Friday, April 08, 2005

Friday Night's Labor of Love

(listening to "Band of Gypsys" by Jimi Hendrix)
Lindz and I didn't know what we felt like doing on this fine, rainy Friday night. She seemed content reading, so I started puttering around the kitchen.


Posted by Hello

I made pasta from scratch. Tagliatelle, to be exact.


Posted by Hello

I simmered a tomato and sausage sauce while the pasta rolling and cutting was going on.


Posted by Hello

I drank wine the whole time, of course. This makes me think of Luis, who is presently in Senegal in the Peace Corps. We had many eating and drinking evenings together, and now he's working his ass off in a land where a life of pleasure and ease is a distant echo, or a ludicrous fiction. I recall, in clear detail, a day when he and I spent an entire day making ravioli from scratch and drinking chianti.

Lindz helped me with rolling the pasta, but mostly she found it odd that I suddenly decided to make pasta from scratch. It's quite a bit more laborious than pulling a box of linguine out of the pantry. Ah, Luis (better known as Don Luisito). You're a man who understands Herculean labor at certain times (making pasta from scratch) and unbelievable sloth at others (only being employed when absolutely necessary).

2 comments:

Sleepwalker said...

Pasta has been the one thing where all the work does not result in a better tasting product. In my opinion. I usually pull out my full repertoire of four-letter words every time I use the pasta roller. What I need to do is just make idiot-simple giant ravioli, and have a fantastic filling. As little cutting and screwing around as possible, and let the focus be on some sumptuous cheesy or nutty filling.
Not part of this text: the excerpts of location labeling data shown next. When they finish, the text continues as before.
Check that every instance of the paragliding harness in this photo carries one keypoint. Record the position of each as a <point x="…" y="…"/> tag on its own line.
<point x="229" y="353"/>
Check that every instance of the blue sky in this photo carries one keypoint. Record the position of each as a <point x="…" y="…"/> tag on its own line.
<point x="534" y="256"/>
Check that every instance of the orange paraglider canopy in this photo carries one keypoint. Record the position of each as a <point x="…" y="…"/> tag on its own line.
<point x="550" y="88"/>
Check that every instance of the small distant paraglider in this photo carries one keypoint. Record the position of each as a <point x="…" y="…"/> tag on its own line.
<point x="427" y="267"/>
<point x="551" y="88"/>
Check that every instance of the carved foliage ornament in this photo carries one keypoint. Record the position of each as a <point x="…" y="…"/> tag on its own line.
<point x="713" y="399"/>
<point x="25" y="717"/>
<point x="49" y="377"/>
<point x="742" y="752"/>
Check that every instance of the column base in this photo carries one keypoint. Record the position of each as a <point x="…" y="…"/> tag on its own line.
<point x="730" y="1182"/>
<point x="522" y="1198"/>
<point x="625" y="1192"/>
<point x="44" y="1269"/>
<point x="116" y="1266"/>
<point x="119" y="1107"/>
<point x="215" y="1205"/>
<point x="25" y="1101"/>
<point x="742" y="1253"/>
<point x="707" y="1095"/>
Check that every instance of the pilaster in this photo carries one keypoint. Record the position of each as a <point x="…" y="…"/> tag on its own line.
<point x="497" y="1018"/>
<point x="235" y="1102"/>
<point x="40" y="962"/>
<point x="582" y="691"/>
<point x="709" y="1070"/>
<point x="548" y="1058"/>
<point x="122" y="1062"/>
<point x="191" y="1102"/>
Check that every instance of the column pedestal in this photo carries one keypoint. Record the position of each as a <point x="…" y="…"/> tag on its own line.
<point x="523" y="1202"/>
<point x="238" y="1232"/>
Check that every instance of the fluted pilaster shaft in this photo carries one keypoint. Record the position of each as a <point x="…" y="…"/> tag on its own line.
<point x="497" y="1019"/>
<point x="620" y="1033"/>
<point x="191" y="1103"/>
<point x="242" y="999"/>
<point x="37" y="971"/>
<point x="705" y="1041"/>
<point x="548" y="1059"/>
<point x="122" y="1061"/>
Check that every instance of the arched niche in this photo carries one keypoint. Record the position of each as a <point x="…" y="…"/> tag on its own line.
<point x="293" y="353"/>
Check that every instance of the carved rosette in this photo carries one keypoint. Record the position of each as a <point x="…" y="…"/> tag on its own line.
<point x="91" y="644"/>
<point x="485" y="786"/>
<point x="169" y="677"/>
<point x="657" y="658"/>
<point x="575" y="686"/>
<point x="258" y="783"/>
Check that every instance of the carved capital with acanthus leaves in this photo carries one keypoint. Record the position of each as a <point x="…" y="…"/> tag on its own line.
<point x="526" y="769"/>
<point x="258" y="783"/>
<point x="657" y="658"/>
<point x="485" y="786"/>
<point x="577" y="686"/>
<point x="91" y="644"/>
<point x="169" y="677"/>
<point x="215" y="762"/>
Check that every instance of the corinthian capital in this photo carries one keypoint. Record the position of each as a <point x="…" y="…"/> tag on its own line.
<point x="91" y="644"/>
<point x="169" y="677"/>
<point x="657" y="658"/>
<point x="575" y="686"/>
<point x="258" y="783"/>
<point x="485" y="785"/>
Until I forget the hassle of the last time I made pasta and get the wild idea to pull out the pasta maker again, it will be a box o' industrial-made stuff. But I'm glad you went to the trouble to do it, and enjoyed it.

Mister Orange said...

No pasta rolling machine was involved here, other than the rolling pin. I haven't gotten around to spending a hundred bucks on the Kitchenaid rolling attachment (I want it because it doesn't occupy one of your hands with a crank.
As far as the swearing goes, practice, a bit of time for drying (when you let the pasta dry a bit, it's not so fiendishly sticky) and lightly floured cookie sheets are necessary.